The rotating annular flume has been widely adopted to generate quasi-steady and uniform flow, thus serving for the investigation of sediment motion characteristics. This complex flow structure is significantly associated with the rotational speed ratio. The present study aims to explore the optimal speed ratio based on the OpenFOAM simulation. In this paper, the physical properties of a rotating annular flume with different speed ratios are investigated and analyzed in terms of bottom shear stress, turbulent velocity ratio, cross-sectional secondary flow, and vector field by interFoam, a built-in solver of the open-source CFD program OpenFOAM. The RNG k-epsilon model has been adopted to solve multiphase flow problems. The results demonstrate that the optimal speed ratio differs with the specific evaluation criterion.

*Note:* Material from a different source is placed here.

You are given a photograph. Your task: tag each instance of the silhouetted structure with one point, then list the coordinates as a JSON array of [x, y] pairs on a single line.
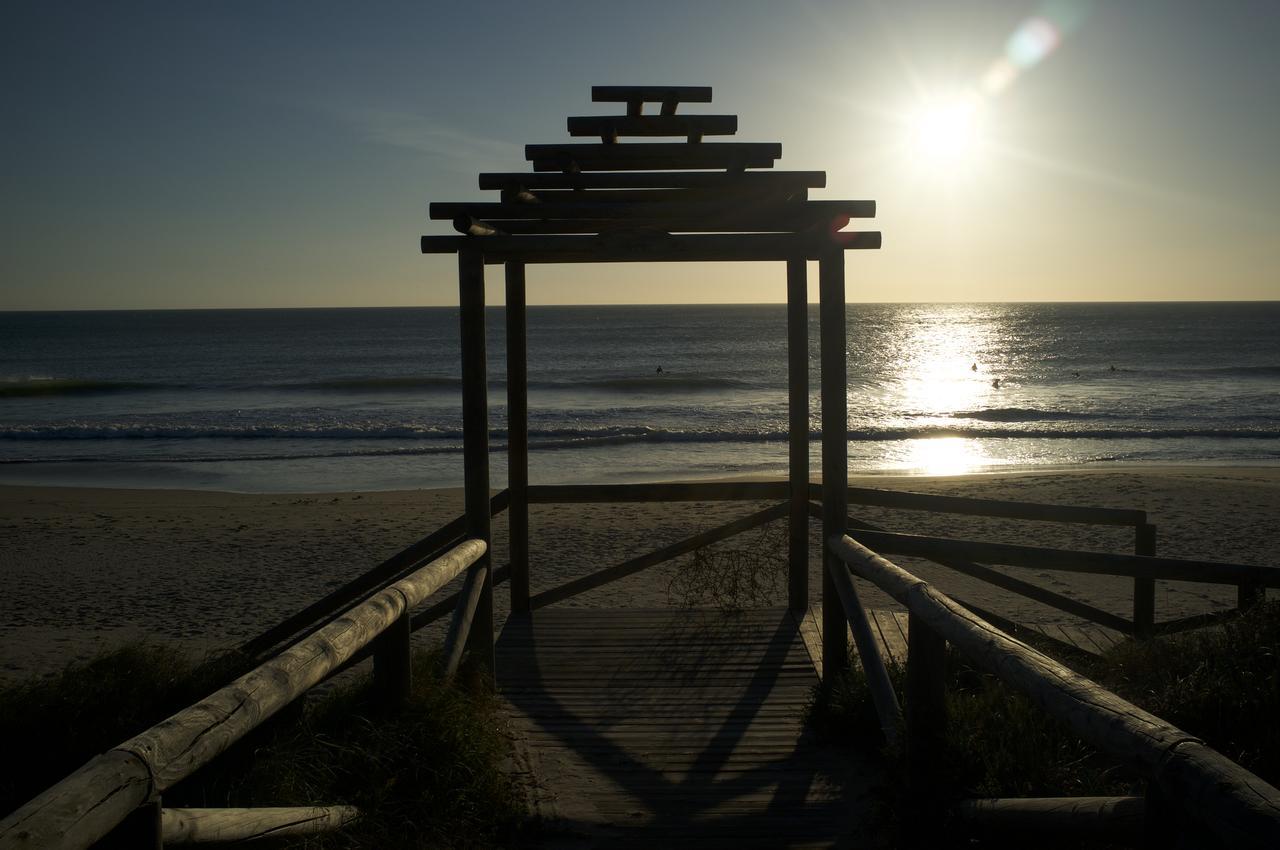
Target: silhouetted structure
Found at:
[[684, 201]]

Given the uniform distribution of bottom shear stress, the turbulence velocity ratio, and the minimum secondary flow as the evaluation criteria, the corresponding optimal speed ratios are determined as 1.2, 1.7, and 1.7, respectively. The conclusion is generally consistent with the results derived by other scholars. Computational fluid dynamics programs have been proven as practical tools for investigating complex hydrodynamic characteristics. The present study shares useful insights into the optimal rotational speed ratio of a rotating annular flume. The OpenFOAM-based numerical model will provide guidance for experimental research using rotating annular flumes.